Despite following certain bibliometric principles and comprehensive analysis strategies, our present study has some inevitable limitations. First, only English articles and reviews published within a particular period of time from the WoSCC and Scopus databases were used, thus potentially leading to language and publication biases. For example, although the retrieval time scope was sufficiently long to reflect the research trends in our field of focus, some critical, seminal original papers that gave rise to this field may be missing. These papers, such as those first describing the compounds involved in the KP, formed the basis of the research of the authors cited; thus, historical background information may need to be added in these types of bibliometric analysis. Additionally, in some cases, the identified researchers might not have published original discoveries but instead published large numbers of reviews, which were then cited frequently.

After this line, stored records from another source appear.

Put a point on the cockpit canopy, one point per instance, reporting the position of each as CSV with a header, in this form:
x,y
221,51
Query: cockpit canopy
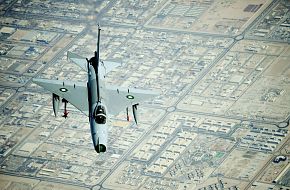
x,y
100,114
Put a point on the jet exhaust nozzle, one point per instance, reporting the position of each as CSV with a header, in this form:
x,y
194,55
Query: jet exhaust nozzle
x,y
135,113
100,148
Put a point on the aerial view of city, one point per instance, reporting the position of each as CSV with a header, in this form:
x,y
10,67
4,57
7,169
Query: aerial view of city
x,y
220,120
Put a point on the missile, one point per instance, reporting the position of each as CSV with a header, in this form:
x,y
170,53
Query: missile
x,y
55,103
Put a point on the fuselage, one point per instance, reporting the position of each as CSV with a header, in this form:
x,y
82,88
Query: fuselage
x,y
97,111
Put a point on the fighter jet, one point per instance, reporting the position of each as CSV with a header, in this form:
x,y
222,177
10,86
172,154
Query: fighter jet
x,y
95,99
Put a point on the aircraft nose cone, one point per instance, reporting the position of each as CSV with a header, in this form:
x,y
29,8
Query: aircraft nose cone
x,y
100,148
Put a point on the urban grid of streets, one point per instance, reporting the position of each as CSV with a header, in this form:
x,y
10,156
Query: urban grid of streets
x,y
221,121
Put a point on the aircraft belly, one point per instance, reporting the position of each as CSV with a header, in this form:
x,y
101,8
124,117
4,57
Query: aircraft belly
x,y
99,133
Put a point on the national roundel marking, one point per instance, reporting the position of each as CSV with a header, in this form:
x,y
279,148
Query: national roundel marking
x,y
130,97
63,89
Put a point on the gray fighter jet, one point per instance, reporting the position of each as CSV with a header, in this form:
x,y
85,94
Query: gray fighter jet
x,y
93,98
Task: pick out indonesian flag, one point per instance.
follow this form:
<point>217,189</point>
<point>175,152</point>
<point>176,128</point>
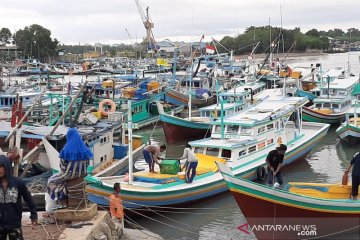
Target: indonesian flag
<point>210,49</point>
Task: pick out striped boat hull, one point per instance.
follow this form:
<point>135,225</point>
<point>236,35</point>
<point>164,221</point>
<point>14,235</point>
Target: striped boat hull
<point>310,115</point>
<point>177,129</point>
<point>178,98</point>
<point>164,196</point>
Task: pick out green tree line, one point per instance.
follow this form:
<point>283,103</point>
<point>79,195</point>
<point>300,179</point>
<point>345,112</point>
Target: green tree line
<point>285,38</point>
<point>35,41</point>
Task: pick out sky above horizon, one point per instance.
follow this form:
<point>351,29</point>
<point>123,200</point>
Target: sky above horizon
<point>88,22</point>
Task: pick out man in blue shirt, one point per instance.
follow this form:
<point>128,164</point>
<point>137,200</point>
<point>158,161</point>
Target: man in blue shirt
<point>355,175</point>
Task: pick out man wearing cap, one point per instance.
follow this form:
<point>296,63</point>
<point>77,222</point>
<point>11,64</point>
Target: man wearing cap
<point>12,190</point>
<point>274,161</point>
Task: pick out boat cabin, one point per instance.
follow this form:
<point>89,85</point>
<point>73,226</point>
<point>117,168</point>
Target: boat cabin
<point>255,131</point>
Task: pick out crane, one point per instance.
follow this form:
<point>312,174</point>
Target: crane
<point>132,43</point>
<point>148,26</point>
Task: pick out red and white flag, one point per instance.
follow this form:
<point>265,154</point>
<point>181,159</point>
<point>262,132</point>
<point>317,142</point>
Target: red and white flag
<point>210,49</point>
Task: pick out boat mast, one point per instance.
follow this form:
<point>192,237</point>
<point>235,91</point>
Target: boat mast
<point>130,142</point>
<point>189,88</point>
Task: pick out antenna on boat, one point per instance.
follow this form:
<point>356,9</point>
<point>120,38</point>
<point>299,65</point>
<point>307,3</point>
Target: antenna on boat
<point>130,143</point>
<point>349,70</point>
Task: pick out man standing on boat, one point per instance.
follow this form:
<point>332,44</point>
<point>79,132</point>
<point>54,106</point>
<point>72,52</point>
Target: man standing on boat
<point>152,154</point>
<point>190,164</point>
<point>355,175</point>
<point>12,191</point>
<point>116,208</point>
<point>274,161</point>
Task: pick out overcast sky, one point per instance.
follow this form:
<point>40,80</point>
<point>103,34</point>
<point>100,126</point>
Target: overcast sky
<point>105,21</point>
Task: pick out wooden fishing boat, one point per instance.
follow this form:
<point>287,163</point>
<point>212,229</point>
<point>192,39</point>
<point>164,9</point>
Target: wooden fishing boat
<point>334,101</point>
<point>191,128</point>
<point>243,148</point>
<point>280,214</point>
<point>349,130</point>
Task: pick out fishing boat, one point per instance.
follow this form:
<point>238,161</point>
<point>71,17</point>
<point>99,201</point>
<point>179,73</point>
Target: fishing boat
<point>8,99</point>
<point>244,147</point>
<point>334,100</point>
<point>191,128</point>
<point>349,130</point>
<point>299,211</point>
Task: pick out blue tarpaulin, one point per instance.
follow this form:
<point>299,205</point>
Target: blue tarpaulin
<point>75,148</point>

This is a well-recognized anomaly in the citation analysis system that may yield misleading results regarding the contributions to the field. Second, only some specific terms referring to the main KP metabolites were included in our retrieval strategy, and consequently, the publications retrieved may contain possible false positives and false negatives, given that no search query is 100% perfect (Sweileh et al., 2017). Third, to date, there is a lack of adherence to internationally accepted ethical standards in bibliometric analysis, and the limitations of analytic tools may provide a subjective view of individual work and contributions. Therefore, we emphasize that the information generated and discussed has no relationship to the nature, originality or importance of the work, because it includes information consisting largely, or sometimes entirely, of reviews of original work by other people. Despite these limitations, given the sufficiently large number of collected documents in the present analysis, we believe that our findings provide a more comprehensive picture of research on the KP in mood disorders, especially involving gut microbiota research, which may help provide an instructive perspective on the current research and direct future research in this field.